Friday, December 19, 2008

When Citi Doesn’t Like You

I’m a member of the satiric Christmas rock band Bah & the Humbugs. We have written way more Christmas songs than any sensible band ever would. One of them, “When Santa Doesn’t Like You,” written by Gayden Wren and Paul Nordquist, describes the various pranks you might suffer if you get on the wrong side of Santa Claus. I forget exactly what they are. You might get Jell-o in your Christmas stocking, or something like that. The moral of the song, I guess, is something about not being naughty.

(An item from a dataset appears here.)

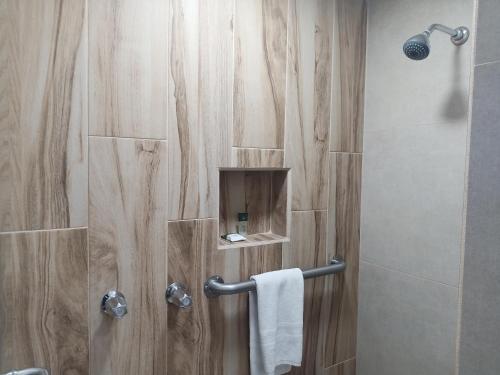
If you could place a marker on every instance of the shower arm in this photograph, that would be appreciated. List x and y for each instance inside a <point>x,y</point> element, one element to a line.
<point>458,36</point>
<point>444,29</point>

As bad as it might be if Santa doesn’t like you, it’s even worse if you hold a Citi card and Citi decides it doesn’t like you. It can change the interest rate on your credit card to a default rate, which is typically something like 28.99 percent.

How can Citi change your interest rate just because its opinion of you changes? It’s an obscure provision in the credit card terms that in the industry is known as “universal default.” This provision says that if you are ever late with a payment on anything, the bank can instantly change your interest rate to a much higher rate, the penalty rate, or default rate as it’s usually known. This provision is more draconian than it sounds — because the fine print says Citi can apply this provision in its sole discretion, which basically means its opinion. You don’t even have to owe any money to anyone to get the default rate. If Citi thinks you owe money to someone and should have paid it by now, it can change your interest rate. If Citi hears a rumor about you and decides it might be true, it can change your interest rate.

There is no moral to this story. There is nothing you can do to ensure that you won’t have to pay the default rate except not to have a card that comes with this provision.

As far as I know, Citi was the first large bank to come out with the universal default provision, and many other banks followed. I had to cancel most of my credit cards. I don’t know why I wasn’t hearing that everyone was canceling their cards — but I know I wasn’t the only one who thought it was wrong that a bank could change my interest just on a whim.

Even the U.S. government has finally decided it was wrong. Federal regulators voted yesterday on some long-overdue new rules for credit cards. AP calls them “sweeping.” That is perhaps an exaggeration, but they do rein in some of the most flagrant abuses by banks, including universal default. When the new rules take effect, if Citi decides it doesn’t like you, it will have to get your permission to change your interest rate.

Of course, if you’re ever a day late with a payment, you’re on your own. A bank can change your interest rate if you’re ever late on any payment to it, even if you’re late because of something it did wrong. The best bet is still to pay off credit cards early and often.